Hi, hab zum 1.9. meine ausbildung als fachinformatiker angefangen und hab ne echt schwere aufgabe (für nen anfänger wie mich), und zwar:
Ich soll ohne 'fremdeinwirkung' oder hilfebuch einen keylogger erstellen...
Schaff ich aber nicht! 
Also bitte helft mir...

Hier mal ne kleine auflistung was ich meine:

-Keylogger
-Jeder eingegebene buchstabe wird sofort in einer vorgegebenen datei gespeichert, immer hinter dem vorhereingegebenen buchstaben
(-Keylogger läuft unsichtbar im Hintergrund)

Hoffe ihr wisst was ich meine 
danke.
ciao


----------



## Retlaw (10. September 2003)

Damit es im Hintergrund läuft einfach die Form löschen und ein Modul einfügen, da kommt der Code rein.
Eine Sub main() schreiben und unter Projekteigenschaften diese als Startobjekt einstellen.

App.TaskVisible = false
lässt es aus dem Taskmanager verschwinden, aber nicht aus der Prozessliste von z.B. Win2k.
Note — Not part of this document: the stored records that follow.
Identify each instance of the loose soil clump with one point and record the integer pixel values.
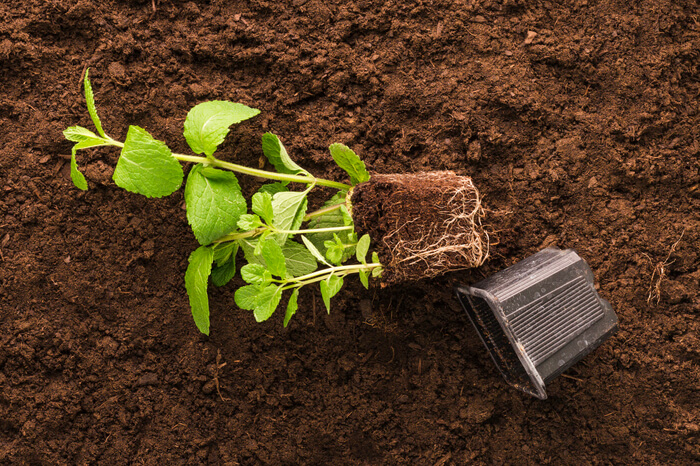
(424, 224)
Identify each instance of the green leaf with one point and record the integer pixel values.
(298, 259)
(223, 273)
(253, 274)
(364, 278)
(277, 155)
(146, 166)
(90, 100)
(262, 205)
(223, 251)
(273, 188)
(214, 205)
(334, 253)
(267, 301)
(225, 260)
(330, 219)
(246, 297)
(207, 124)
(249, 222)
(315, 252)
(329, 288)
(350, 162)
(292, 306)
(288, 208)
(79, 134)
(274, 258)
(362, 248)
(196, 281)
(78, 178)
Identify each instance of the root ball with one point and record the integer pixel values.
(423, 224)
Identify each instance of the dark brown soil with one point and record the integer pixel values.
(422, 224)
(577, 120)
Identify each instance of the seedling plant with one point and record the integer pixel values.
(283, 244)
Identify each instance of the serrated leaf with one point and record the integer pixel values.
(267, 301)
(273, 188)
(292, 306)
(246, 297)
(90, 100)
(364, 278)
(214, 205)
(249, 222)
(215, 174)
(315, 252)
(331, 219)
(207, 124)
(350, 162)
(274, 258)
(298, 259)
(79, 134)
(146, 166)
(362, 248)
(262, 205)
(277, 155)
(78, 178)
(253, 273)
(329, 288)
(196, 281)
(223, 251)
(288, 208)
(224, 272)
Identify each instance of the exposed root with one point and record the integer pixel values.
(432, 224)
(659, 273)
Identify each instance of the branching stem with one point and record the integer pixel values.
(341, 271)
(214, 162)
(258, 231)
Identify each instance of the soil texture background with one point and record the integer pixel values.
(578, 121)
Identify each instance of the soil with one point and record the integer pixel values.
(423, 225)
(578, 122)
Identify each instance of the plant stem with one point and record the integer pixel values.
(247, 170)
(260, 230)
(341, 270)
(312, 230)
(261, 173)
(243, 235)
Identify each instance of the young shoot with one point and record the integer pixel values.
(282, 244)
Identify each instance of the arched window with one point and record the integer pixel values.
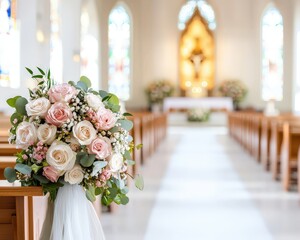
(272, 54)
(205, 10)
(89, 43)
(9, 45)
(56, 56)
(119, 41)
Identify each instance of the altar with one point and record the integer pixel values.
(219, 103)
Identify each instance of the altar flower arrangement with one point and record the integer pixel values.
(69, 133)
(198, 115)
(234, 89)
(157, 91)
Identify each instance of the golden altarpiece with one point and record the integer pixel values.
(196, 58)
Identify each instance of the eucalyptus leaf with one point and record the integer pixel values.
(126, 124)
(127, 114)
(41, 71)
(139, 146)
(12, 101)
(35, 168)
(41, 179)
(82, 86)
(29, 70)
(127, 155)
(20, 105)
(10, 174)
(130, 162)
(139, 182)
(86, 80)
(22, 168)
(124, 199)
(98, 191)
(124, 190)
(117, 199)
(88, 160)
(103, 93)
(106, 200)
(17, 116)
(98, 165)
(49, 74)
(37, 76)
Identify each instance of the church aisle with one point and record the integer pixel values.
(201, 185)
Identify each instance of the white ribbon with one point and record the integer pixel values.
(74, 217)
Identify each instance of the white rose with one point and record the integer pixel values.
(116, 162)
(26, 135)
(47, 133)
(38, 107)
(75, 175)
(61, 156)
(84, 132)
(94, 101)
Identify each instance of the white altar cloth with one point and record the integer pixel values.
(206, 103)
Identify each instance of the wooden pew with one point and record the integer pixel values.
(5, 162)
(289, 152)
(8, 149)
(18, 220)
(276, 139)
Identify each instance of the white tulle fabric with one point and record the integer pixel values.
(74, 216)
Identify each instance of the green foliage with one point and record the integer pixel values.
(82, 86)
(41, 179)
(90, 193)
(139, 182)
(22, 168)
(130, 162)
(126, 124)
(12, 101)
(98, 165)
(85, 159)
(86, 81)
(29, 70)
(103, 93)
(35, 168)
(10, 174)
(139, 146)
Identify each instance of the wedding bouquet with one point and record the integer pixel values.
(234, 89)
(198, 115)
(71, 134)
(158, 91)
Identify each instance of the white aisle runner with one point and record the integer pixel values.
(201, 196)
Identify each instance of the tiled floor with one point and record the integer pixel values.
(200, 184)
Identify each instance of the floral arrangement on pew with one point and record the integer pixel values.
(70, 133)
(157, 91)
(198, 115)
(234, 89)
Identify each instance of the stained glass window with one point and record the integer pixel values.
(119, 28)
(272, 55)
(205, 10)
(9, 46)
(89, 46)
(56, 55)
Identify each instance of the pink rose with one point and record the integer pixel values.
(100, 146)
(58, 114)
(106, 119)
(51, 173)
(62, 93)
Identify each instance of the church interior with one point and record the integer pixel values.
(213, 92)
Es gibt da eine API-Funktion mit der man sämtliche gedrückten Tasten abfangen kann, und die Werte kannst dann in die Datei schreiben.

Beispiel

<edit>Da war jemand schneller  </edit>


----------



## DrSoong (10. September 2003)

Und wenn du es auch aus dem Taskmanager verschwinden lassen willst, dann mußt du es als Dienst (NT-Systeme, XP) programmieren, unter Win9x/ME kannst du es auch so verstecken:
Für NT/XP: http://www.vbarchiv.net/workshop/workshop41.php
Für 9X/ME: http://www.activevb.de/tipps/vb6tipps/tipp0097.html


Der Doc!


----------



## Suchfunktion (11. September 2003)

*danke *

Hey, leute, danke an euch alle!
Werds dann mal ausprobieren ))
hehe
ciao


----------



## jer1cho (9. August 2007)

kann vieleicht jemand das hier 
http://www.activevb.de/tutorials/tut_keylogger/keylogger.html#anchor3
für mich kompilieren ?


----------



## sashey (19. August 2007)

@jer1cho: Das projekt was da zur verfügung gestellt wird ist schon etwas älter! versuch doch mal irgendwo im netz einen freien alten VB Compailer zu finden! Öffne das projekt in dem programm und starte es! mIt meinem komm ich da nicht sehr weit da ich das projekt erst anpassen müsste


----------